The title of this project, KorinGami, encapsulates pretty well its nature. Composed of two Japanese words, Korin and Gami, it shows the inspirational origins and the executive outcome that make up this project, while all the same time hinting at its aesthetics.

Korin

It all started in 2015, when I stumbled upon the works of Japanese artist Ogata Korin. Living across the XVIIth and XVIIIth century, Ogata Korin helped revolutionize traditional Japanese arts thanks to the eclectic nature of his talents.
By fusing different characteristics of the most popular art schools of his time, he infused them with new life thanks to his remarkable composition skills and technical abilities.
In the XIXth century, when the art school founded by Korin and his master, Tawaraya Sotatsu (c. 1570 – c. 1640), was known as Rinpa (琳派, literally "Korin' School"), one of its exponents Sakai Hoitsu organized a major retrospective exhibition of the works of his master Ogata Korin still extant and produced a multi volume catalog of the exhibition, the 'Korin Hyakuzu' ("One hundred paintings by Korin", 1826; see Subjects section). Despite discarding the color subtlety of the originals, the black and white reproductions in the catalog manage to capture the essence of Korin's art in his magisterial use of negative space and composition harmony.
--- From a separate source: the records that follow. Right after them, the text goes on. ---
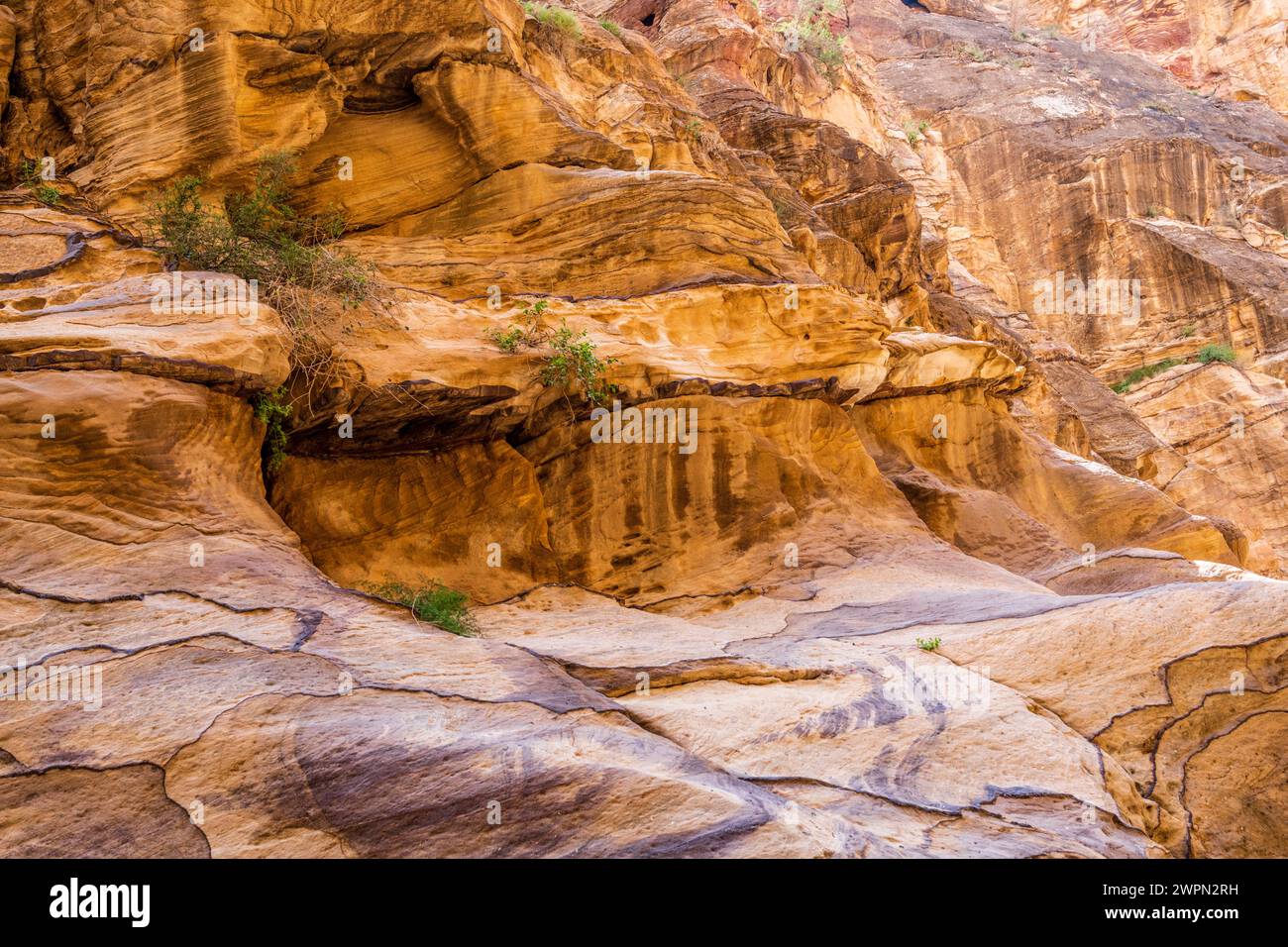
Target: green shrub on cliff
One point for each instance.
(1216, 354)
(570, 361)
(430, 602)
(550, 14)
(810, 31)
The distinctive tension that permeates Ogata Korin's works, derived from the combination between the use of negative space and the unusually cropped compositions (especially fans), was hard to resist for me. I have always been fascinated by the peculiarities of the European Art Nouveau aesthetics and I found in Ogata Korin's linework one of its inspirational sources.

One element that is conspicuously absent, when experiencing Korin's works from the 'Korin Hyakuzu', is the profuse use of gold foil and gold powder characteristic of the Rinpa school. We can just imagine how captivating it would have been experiencing the last rays of a summer sunset, gently reflecting off the gilded fan of your companion as she fans herself. The words of Jun'Ichiro Tanizaki in 'In Praise of Shadows’ capture perfectly the gentle warmth that a gilded screen or sliding door brought to the dimly lit traditional Japanese room; the inky darkness spreading from all the corners and enveloping the space around you only to be broken by that glimmer that appears and disappears as you move your head or the candles flicker.

This is the world that Korin's works inhabited and that I wanted to recreate in this project.

Gami

The second part of the title, the word "Gami", has a somewhat multifaceted interpretation. With the spelling I chose "雅味", Gami means graceful but phonetically it originates from the portion of the word "Origami" that means paper.
Japanese culture did always have a particular reverence for paper, probably because of its candor, so much so that, often, the packaging of a gift was as, if not more, important to the recipient than the gift itself (some of them weren't even opened for this reason). This is exemplified in fact that the Japanese word "Gami"/"Kami" refers as much to Paper as it does to Spirit, in the Shinto sensibility. Paper was also the main material I chose to accomplish this project. Using delicate but ordinary tissue paper and origami techniques, I sat forth in bringing into our physical world the flowers and plants imagined by Ogata Korin three centuries ago.